Just finished up this YO-YO for my Nephew's birthday. I just didn't realize how difficult it would be to get both halves exactly the same. 

[attachment=32969]

[attachment=32970]

Gotta turn one, then try to copy it for the other side, put the yo-yo together, try it out, watch it wobble, take it apart, turn some more, repeat till it "walks" without wobbling.

Took me 9 cycles, and it's still not quite perfect.

Oh yeah, the wood is chestnut, and it's finished with HUT and Renaissance wax so I can do some more tinkering with the balance if it doesn't work well for my Nephew. 

What do you think? I love the chestnut.
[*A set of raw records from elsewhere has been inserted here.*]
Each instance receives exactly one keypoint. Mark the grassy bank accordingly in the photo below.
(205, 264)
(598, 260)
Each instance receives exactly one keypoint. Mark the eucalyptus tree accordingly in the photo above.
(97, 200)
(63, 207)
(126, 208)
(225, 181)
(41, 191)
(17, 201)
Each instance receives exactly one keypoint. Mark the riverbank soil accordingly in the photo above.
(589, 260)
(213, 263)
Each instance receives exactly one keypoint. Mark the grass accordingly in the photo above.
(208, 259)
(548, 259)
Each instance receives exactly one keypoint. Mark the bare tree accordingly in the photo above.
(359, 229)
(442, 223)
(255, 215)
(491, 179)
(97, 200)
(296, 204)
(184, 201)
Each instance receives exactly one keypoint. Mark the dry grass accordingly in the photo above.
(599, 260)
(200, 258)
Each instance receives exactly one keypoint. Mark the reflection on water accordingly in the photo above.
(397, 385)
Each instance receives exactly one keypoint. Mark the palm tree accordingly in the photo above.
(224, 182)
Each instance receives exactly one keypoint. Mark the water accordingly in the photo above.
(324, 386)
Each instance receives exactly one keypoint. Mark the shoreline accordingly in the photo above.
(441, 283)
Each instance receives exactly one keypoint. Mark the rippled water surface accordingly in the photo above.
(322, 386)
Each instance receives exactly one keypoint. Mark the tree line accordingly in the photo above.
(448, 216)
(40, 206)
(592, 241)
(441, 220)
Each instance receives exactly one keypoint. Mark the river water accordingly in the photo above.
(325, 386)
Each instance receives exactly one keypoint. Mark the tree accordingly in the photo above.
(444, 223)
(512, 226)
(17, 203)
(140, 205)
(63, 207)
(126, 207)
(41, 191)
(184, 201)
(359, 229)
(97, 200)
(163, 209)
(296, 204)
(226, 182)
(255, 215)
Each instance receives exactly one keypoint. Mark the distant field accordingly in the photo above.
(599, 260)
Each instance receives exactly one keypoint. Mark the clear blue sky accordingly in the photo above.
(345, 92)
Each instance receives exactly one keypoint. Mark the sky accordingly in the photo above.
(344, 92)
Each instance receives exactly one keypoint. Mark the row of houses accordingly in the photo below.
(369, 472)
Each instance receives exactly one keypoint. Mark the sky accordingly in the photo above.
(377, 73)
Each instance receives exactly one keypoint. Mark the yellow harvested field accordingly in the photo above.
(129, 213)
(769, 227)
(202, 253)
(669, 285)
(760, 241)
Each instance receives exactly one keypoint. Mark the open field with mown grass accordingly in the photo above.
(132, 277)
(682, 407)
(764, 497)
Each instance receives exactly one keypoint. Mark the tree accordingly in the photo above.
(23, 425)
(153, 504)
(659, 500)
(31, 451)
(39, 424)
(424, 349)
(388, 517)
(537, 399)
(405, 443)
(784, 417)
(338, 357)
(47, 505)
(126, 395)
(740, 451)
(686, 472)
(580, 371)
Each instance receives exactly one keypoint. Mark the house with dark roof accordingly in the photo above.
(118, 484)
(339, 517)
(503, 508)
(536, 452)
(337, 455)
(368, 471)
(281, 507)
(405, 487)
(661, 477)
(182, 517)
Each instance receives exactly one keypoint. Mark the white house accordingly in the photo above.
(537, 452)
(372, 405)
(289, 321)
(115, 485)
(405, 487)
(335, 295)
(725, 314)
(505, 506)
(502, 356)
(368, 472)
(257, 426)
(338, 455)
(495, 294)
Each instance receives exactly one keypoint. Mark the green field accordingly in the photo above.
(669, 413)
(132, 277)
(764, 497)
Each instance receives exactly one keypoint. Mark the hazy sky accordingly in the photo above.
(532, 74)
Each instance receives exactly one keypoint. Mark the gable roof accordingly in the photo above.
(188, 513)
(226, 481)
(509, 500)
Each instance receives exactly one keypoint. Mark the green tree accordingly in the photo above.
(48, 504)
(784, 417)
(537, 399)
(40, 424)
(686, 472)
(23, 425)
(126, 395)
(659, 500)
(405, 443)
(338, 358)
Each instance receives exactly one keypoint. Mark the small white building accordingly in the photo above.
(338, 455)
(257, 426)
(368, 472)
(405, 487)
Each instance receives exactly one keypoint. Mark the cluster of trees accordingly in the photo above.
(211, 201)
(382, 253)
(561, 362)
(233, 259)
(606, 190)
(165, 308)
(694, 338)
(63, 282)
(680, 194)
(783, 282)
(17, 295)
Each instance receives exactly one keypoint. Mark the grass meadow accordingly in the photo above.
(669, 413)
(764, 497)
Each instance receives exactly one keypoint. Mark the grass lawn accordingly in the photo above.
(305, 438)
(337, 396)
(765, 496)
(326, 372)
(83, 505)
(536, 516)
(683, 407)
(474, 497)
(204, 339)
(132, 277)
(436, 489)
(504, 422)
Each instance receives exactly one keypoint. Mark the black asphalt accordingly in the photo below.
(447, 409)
Wish I had more :hookup:

Butch


----------



## DKMD (Oct 19, 2013)

That's cool! I've never made one, but it sounds like a neat challenge.


----------



## Kevin (Oct 19, 2013)

Nice! 

I made some writing spinning tops for my grand boys (where you insert different colored pens and the tops draw patterns as they spin) but I have never made a yoyo. Looks like a good idea if I can do it. I bet it's harder than it looks. Don't know your nephew's age but you might check out the writing tops. Easy fast and fun project and the kids love 'em if they're young enough. 

:welldone:


----------



## Kenbo (Oct 20, 2013)

I made one years ago, but it wasn't half as nice as the one you made. That grain is awesome. Nicely done.

Reactions: Like 1


----------



## ButchC (Oct 20, 2013)

goslin99 said:


> Very nice. Another project to try. Even though its small I would guess the weight would need to be pretty evenly weighted to reduce the likelihood of wabble?



And me without my small, digital scale. What else would it be used for? Silly cops.


----------